Objetivo: Identificar as pressuposições hermenêuticas mais abrangentes que influenciam as principais propostas acerca do debate entre criação e evolução no adventismo.
Metodologia: Através de um levantamento bibliográfico dos escritos de Desmond Ford, Fritz Guy e Roy Graf, este artigo destaca, sem exaurir o tema, os principais proponentes de três diferentes modelos, denominados respectivamente nesta pesquisa de: progressivo (Ford), moderno (Guy) e histórico (Graf).
Resultados: As diferenças doutrinárias dentro do adventismo são condicionadas por bases filosóficas (ontológicas) profundas, sendo que uma análise hermenêutica (e não meramente doutrinária) do debate entre criação e evolução revelam os diferentes paradigmas que atuam como chaves de interpretação para Ford, Guy e Graf, sendo que o último modelo parece se adequar mais com toda a informação fornecida pelas Escrituras e com o sistema filosófico adventista.

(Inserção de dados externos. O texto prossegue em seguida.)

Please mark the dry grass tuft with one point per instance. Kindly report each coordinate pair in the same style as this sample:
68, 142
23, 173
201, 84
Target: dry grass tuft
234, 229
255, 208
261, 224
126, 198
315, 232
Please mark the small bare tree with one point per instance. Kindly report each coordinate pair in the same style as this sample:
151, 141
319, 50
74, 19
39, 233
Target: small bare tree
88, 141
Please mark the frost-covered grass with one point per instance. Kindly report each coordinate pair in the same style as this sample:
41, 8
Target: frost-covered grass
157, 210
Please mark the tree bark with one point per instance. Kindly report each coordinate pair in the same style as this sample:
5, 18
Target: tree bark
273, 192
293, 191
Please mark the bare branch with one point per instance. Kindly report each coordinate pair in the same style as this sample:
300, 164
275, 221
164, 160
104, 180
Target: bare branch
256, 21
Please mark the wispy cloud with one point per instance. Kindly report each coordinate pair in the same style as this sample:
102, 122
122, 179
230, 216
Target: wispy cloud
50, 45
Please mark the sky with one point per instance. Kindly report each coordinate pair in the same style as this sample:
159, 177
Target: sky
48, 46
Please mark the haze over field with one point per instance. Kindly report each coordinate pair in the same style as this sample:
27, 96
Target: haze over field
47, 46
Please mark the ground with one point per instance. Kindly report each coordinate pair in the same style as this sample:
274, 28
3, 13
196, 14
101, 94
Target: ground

Conclusão: Realmente, diferentes bases filosóficas e pressupostos moldam a cosmovisão de tal forma que é possível perceber diferentes interpretações do texto bíblico mesmo dentro de um único movimento religioso. Isso se deve à influência de diferentes fontes de teologia além da Bíblia no processo. Também se percebe a necessidade de, em futuras pesquisas sobre as crenças adventistas e diferentes propostas, sempre reconhecer a necessidade de ir além do debate doutrinário e exegético, buscando perceber os diferentes paradigmas de cada intérprete e suas implicações na formulação teológica.